Electric State: l’on the road fantascientifico di Simon Stälenhag

Electric State: l’on the road fantascientifico di Simon Stälenhag
Dopo “The Loop” Oscar Ink porta in Italia “Electric State”, nuova opera visionaria nata dal talento dell’autore svedese Simon Stälenhag.

electric-state_cover

Deserto del Mojave, Stati Uniti occidentali, 1997. In un paesaggio sconvolto da quella che pare essere stata una guerra combattuta sul suolo e nei cieli americani – e che ha lasciato disseminati sul territorio i resti di immensi droni e navi da battaglia – una giovane adolescente accompagnata da un robot con una enorme testa gialla inizia un viaggio che ha come meta la costa del Pacifico e un obiettivo misterioso che si disvela solo alla fine dell’avventura.
È questa, in estrema sintesi, la trama che si sviluppa in Electric State, il nuovo libro di Simon Stälenhag portato in Italia da dopo il successo del precedente Loop, da cui è stata tratta la serie tv prodotta da Amazon Tales from the Loop.

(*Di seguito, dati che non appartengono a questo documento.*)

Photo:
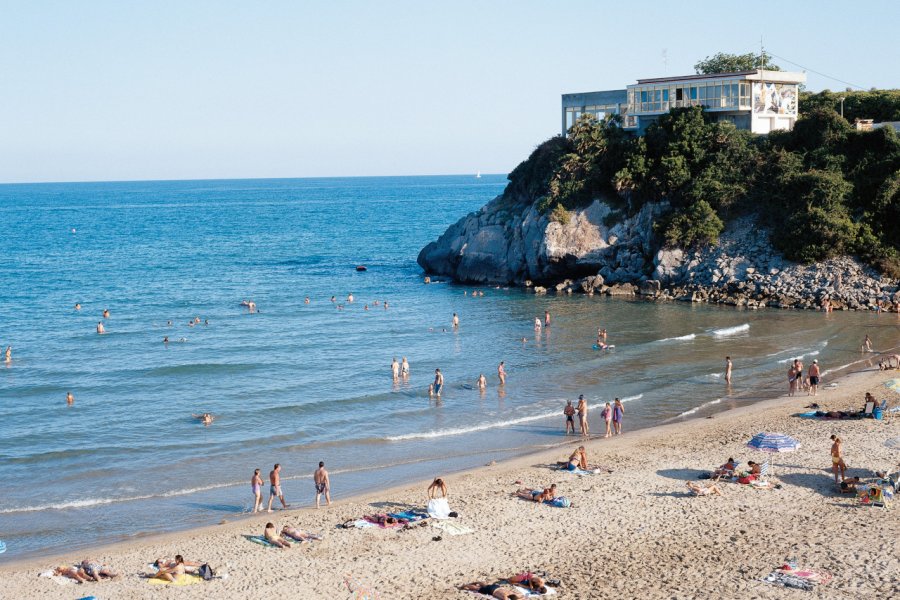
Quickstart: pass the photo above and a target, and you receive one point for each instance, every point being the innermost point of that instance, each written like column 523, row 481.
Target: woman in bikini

L’autore svedese ritorna con un racconto di genere fantascientifico, in cui troviamo il marchio di fabbrica delle sue illustrazioni che mischiano insieme in modo alienante presente e futuro e con lo sguardo sul mondo filtrato dal punto di vista della gioventù, dopo che anche in Loop i protagonisti erano stati i bambini e il loro sguardo sul mondo.
In Electric State gli adulti sono praticamente assenti, o meglio, sono elementi passivi dell’intero racconto e, soprattutto, prime vittime delle conseguenze tecnologiche della guerra che ha sconvolto gli USA. Stälenhag non dà dettagli su questo conflitto, se non che è stata combattuto anche con dei droni. Ma proprio la tecnologia militare che ha permesso il collegamento neurale tra piloti/soldati e droni, è poi diventata tecnologia commerciale trasformatasi in visori virtuali che danno assuefazione e hanno fritto il cervello della maggior parte della popolazione adulta statunitense.

Electric State_01

Le opere di Stälenhag non sono fumetti, bensì libri illustrati nei quali le immagini sono la componente fondamentale di ogni pagina, accompagnate da parti testuali che si ritagliano un piccolo spazio a lato di alcuni dei disegni.
Gli inserti scritti descrivono quello che gli occhi trovano nelle immagini, ma quest’ultime – ed è questa una delle peculiarità dell’autore svedese – raccontano molto di più di quello che si trova nelle parole, ampliando la narrazione, arricchendola di dettagli e particolari.
Per questo motivo, e per un certo uso della sequenzialità delle immagini che si ritrova in alcune pagine di Electric State, anche se non possiamo parlare di opera a fumetti vera e propria, allo stesso tempo certi aspetti la avvicinano molto al linguaggio delle nuvole parlanti.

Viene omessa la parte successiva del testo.